Das ist wohl war, stammt wohl noch aus einer früheren Java-Zeit ^^



> *The C machine model.* [...]


Was reitet der so auf den Pointern rum? Sehe ich nicht als wirklichen Nachteil, hängt von den "persönlichen Präferenzen" ab.



> *Destructors*


Es gibt keine explizit aufrufbaren Destruktoren, das geht aber über die finalize() Methode. RAII kann über try-with-resources erreicht werden.



> *Templates*


Die Java Generics sind nicht so mächtig wie C++ Templates, das stimmt. Stammt aber wohl noch aus einer Zeit, bevor die Generics überhaupt kamen (< Java 1.5).



> *Operator overloading*


Das "Problem" hatte ich allerdings auch schon mal gehabt, den Punkt lasse ich gelten. Wobei ich auch schon üblen Missbrauch dieses Features gesehen habe, insofern kann man sich da durchaus drüber streiten.



> *The C preprocessor*


Vorteil für C/C++, wenn man ihn denn sinnvoll einsetzt. Man kommt aber auch ohne aus. Was ich aber schon ab und an gerne hätte wäre ein #ifdef DEBUG 



> *Default arguments*


Kann man per Überladung nachbauen, wenn man es denn unbedingt braucht.

Just my 2 cents.



> Genau das hatte ich vor. Und wenn wir hier im Konsenz entscheiden, was  wir schreiben, sollte das auch klappen. Hab nur leider gerade wenig  Zeit, werde hier noch mehr beitragen, sobald ich kann... :/


Also wenn wir das neutral machen könnten (ich versuche auch nicht zu meckern ^^), vielleicht so mit Vor- und Nachteilen, könnte das für Neueinsteiger hiflreich sein.
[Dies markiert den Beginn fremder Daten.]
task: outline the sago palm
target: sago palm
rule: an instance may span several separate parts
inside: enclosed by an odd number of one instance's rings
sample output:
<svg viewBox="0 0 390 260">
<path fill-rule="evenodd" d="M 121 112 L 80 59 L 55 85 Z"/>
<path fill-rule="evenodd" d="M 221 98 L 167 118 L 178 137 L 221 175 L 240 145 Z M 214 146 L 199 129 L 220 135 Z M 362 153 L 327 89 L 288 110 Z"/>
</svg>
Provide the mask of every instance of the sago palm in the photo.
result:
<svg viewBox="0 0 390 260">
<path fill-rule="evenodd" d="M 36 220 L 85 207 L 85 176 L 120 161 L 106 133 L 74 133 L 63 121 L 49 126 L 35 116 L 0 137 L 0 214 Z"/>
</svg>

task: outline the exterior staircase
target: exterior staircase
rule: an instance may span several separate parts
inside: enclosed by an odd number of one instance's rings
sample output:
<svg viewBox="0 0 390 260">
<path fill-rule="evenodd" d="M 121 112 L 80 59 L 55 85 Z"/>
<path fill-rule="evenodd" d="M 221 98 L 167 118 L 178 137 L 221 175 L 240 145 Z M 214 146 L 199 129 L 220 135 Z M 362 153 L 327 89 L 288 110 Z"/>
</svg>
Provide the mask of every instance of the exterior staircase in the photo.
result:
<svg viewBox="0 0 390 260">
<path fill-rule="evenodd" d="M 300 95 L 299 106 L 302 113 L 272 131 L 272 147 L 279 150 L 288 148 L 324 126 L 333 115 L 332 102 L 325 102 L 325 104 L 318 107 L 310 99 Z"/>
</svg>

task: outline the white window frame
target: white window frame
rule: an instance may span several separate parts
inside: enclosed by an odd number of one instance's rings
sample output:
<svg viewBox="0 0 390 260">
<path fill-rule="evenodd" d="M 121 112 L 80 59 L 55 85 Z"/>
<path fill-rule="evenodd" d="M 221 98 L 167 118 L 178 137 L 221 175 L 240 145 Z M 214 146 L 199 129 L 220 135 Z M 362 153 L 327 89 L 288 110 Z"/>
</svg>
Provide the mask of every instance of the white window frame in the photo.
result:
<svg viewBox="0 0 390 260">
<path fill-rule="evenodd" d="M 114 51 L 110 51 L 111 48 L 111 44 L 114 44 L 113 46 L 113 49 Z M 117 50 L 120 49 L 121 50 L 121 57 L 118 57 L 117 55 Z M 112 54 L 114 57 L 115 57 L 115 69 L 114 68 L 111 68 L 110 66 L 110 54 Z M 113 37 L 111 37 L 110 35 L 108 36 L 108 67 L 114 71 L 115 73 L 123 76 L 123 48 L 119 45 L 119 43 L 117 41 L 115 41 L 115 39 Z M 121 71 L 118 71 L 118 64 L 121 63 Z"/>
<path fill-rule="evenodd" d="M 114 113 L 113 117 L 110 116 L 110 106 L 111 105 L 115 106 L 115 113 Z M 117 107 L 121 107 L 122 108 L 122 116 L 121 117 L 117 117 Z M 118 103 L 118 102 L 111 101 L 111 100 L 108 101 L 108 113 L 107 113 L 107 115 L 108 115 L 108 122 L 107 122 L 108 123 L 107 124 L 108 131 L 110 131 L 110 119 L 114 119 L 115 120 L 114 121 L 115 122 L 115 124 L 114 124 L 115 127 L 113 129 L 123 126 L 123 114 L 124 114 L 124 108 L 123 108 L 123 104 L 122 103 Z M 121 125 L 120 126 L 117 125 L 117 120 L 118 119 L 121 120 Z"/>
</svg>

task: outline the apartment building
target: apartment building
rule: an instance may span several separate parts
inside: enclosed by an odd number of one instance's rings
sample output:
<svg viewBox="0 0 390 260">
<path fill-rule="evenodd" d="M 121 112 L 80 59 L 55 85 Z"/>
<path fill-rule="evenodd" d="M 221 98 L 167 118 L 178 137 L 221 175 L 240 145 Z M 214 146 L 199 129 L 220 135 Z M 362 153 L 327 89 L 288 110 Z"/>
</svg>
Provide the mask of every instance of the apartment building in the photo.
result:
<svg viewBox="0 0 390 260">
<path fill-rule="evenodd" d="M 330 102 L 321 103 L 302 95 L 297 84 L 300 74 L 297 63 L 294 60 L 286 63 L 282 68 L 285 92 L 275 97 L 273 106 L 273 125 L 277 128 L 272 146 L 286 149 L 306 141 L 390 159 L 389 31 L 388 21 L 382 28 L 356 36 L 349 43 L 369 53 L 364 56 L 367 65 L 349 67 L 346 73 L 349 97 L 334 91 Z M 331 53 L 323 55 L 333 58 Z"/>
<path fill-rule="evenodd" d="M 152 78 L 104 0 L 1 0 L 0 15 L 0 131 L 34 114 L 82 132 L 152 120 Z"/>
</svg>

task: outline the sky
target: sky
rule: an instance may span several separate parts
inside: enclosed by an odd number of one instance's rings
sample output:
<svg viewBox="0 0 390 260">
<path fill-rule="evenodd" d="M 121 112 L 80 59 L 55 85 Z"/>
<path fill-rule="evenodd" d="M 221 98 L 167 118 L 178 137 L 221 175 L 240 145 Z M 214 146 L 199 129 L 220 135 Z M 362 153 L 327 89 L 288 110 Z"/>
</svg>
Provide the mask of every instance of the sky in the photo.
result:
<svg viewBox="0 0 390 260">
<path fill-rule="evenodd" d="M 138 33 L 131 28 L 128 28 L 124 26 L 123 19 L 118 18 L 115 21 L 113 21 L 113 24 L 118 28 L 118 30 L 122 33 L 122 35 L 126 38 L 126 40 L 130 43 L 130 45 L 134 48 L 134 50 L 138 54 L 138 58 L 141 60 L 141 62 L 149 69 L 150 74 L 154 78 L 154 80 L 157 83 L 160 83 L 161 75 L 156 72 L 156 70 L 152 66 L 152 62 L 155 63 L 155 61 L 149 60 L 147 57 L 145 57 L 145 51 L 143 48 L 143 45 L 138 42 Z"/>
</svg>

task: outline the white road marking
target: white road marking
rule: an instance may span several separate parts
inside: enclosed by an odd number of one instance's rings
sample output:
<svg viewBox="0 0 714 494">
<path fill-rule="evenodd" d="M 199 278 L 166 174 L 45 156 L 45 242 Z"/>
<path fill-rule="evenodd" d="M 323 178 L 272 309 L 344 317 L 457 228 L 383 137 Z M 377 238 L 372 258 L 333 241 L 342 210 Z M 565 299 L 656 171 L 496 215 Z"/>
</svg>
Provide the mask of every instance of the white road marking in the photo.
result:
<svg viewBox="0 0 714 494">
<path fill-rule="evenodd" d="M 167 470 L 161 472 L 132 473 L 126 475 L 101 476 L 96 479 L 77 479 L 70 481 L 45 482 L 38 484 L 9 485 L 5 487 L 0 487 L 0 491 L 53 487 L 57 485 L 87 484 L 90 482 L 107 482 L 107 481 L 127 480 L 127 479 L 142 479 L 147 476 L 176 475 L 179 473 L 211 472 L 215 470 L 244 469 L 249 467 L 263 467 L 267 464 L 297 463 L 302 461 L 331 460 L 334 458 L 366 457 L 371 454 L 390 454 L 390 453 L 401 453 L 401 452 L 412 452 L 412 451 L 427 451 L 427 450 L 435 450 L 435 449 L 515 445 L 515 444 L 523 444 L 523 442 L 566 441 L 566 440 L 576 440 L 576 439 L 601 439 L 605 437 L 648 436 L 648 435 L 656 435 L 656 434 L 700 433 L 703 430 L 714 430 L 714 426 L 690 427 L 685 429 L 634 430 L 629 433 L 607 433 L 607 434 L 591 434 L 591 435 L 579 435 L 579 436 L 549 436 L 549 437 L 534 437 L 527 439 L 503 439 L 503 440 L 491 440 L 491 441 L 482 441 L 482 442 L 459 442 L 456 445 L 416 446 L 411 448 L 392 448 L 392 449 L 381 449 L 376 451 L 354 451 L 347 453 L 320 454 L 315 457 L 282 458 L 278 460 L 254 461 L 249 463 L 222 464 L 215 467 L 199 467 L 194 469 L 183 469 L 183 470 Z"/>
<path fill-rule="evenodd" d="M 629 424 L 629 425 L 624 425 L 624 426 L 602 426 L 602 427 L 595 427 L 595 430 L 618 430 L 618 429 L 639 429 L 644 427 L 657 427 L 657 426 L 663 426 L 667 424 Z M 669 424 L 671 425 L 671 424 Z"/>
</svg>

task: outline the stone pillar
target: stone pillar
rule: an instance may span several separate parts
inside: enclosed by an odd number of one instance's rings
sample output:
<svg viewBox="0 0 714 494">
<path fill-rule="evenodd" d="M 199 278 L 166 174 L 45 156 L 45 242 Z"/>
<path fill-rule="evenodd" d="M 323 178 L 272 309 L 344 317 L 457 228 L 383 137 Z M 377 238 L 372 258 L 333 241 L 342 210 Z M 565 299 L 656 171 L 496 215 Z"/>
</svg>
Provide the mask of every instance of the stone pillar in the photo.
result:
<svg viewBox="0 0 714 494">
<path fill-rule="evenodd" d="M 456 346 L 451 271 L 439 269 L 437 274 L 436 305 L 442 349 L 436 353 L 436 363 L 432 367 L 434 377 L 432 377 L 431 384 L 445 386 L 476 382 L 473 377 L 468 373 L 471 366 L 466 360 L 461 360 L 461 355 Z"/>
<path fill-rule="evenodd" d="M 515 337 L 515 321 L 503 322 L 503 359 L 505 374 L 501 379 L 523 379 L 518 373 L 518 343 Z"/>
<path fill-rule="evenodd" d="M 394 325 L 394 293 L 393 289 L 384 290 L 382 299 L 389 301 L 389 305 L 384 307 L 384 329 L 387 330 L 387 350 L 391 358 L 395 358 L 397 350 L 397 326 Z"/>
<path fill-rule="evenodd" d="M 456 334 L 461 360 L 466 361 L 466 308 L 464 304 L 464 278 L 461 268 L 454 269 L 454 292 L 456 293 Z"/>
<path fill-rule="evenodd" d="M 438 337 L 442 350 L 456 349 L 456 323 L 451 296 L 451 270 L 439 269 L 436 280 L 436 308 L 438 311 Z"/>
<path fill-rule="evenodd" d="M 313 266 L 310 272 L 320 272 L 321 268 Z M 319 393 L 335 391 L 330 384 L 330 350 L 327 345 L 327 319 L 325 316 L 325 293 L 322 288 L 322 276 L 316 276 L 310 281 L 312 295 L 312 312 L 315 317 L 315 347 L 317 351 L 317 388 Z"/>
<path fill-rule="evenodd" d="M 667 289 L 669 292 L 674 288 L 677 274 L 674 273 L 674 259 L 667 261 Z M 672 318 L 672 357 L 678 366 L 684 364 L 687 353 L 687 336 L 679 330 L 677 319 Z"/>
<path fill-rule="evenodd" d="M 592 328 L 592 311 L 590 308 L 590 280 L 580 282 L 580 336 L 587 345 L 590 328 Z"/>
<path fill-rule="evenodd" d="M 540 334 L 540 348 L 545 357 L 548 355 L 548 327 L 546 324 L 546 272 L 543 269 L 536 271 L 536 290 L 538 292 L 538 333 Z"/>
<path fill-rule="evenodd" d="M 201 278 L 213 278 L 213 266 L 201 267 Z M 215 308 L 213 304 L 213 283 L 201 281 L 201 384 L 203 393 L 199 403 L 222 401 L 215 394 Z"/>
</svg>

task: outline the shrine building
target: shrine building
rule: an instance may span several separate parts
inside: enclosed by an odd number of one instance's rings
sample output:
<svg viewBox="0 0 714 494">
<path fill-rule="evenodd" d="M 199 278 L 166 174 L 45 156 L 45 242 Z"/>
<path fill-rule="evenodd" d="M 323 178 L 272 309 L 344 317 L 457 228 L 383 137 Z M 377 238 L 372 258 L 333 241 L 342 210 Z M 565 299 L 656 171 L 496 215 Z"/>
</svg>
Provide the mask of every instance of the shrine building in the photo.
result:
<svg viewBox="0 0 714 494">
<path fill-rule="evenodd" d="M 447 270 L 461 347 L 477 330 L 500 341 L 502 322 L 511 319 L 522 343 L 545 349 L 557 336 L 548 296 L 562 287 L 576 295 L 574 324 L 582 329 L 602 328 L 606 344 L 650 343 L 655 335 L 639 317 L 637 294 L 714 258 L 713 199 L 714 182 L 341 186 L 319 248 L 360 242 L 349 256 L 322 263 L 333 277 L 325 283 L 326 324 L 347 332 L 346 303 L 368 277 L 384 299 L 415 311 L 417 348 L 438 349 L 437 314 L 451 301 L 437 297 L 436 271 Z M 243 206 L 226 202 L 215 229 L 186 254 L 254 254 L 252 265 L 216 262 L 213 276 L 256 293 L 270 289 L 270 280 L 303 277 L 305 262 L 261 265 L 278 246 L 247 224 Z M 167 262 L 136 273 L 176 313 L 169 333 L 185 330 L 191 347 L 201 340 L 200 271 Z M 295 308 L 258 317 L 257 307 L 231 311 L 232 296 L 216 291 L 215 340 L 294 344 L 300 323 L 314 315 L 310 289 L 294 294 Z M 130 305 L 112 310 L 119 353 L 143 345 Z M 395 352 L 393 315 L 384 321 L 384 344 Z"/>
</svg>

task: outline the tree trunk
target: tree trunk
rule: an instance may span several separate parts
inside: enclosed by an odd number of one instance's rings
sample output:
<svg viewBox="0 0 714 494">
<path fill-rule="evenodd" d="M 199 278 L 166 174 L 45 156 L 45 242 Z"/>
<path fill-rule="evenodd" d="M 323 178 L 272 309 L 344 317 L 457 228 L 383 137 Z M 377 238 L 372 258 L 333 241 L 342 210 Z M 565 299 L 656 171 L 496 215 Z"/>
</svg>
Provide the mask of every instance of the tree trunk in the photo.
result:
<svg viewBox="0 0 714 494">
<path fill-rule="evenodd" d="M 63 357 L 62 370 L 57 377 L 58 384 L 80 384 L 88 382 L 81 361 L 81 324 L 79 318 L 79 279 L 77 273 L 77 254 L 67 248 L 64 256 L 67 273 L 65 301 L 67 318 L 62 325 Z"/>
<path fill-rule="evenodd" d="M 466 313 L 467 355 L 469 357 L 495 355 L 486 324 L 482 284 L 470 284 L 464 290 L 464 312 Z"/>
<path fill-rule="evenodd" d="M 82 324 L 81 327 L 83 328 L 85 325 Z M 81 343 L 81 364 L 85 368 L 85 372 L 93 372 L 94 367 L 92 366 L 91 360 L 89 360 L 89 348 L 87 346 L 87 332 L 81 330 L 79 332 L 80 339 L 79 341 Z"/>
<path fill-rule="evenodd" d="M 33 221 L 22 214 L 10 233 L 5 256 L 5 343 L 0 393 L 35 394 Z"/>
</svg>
So eine Art FAQ für Neueinsteiger vielleicht.


----------



## Icedaft (8. Januar 2014)

*AW: Ein sticky Thread "Programmieren lernen" für Anfänger?*

Dann legt mal los, meine "Programmierkenntnisse" reduzieren sich auf ein par hängengebliebene Basic- und DOS-Befehle....


----------



## Crysis nerd (8. Januar 2014)

*AW: Ein sticky Thread "Programmieren lernen" für Anfänger?*

Okay, dann mal meinen Senf zu dem Thema 



bingo88 schrieb:


> Was reitet der so auf den Pointern rum? Sehe ich nicht als wirklichen Nachteil, hängt von den "persönlichen Präferenzen" ab.


Ich verstehe hier nicht ganz, was du meinst. Dass Java explizite Pointer verbietet ist halt.. naja. Vllt. kannste nochmal erklären, was du genauer meinst.



bingo88 schrieb:


> Es gibt keine explizit aufrufbaren Destruktoren, das geht aber über die finalize() Methode. RAII kann über try-with-resources erreicht werden.


Das kannte ich noch nicht und es scheint wirklich sinnvoll in Java. Trotzdem ist es zusätzliche Syntax und zusätzlicher Aufwand. RAII quasi als "default" für Resourcenmanagement zu nutzen, finde ich definitiv besser. Vorallem sehe ich keinen Grund, es nicht "default" zu machen. Die Sache mit dem GC ist so... wenig genau definiert. Man weiß nicht, wann welches Objekt wirklich zerstört wird. Die finalize() Methode wird ja auch erst aufgerufen, wenn der GC sich mal entscheidet, das Objekt wegzuräumen. 



bingo88 schrieb:


> Die Java Generics sind nicht so mächtig wie C++ Templates, das stimmt. Stammt aber wohl noch aus einer Zeit, bevor die Generics überhaupt kamen (< Java 1.5).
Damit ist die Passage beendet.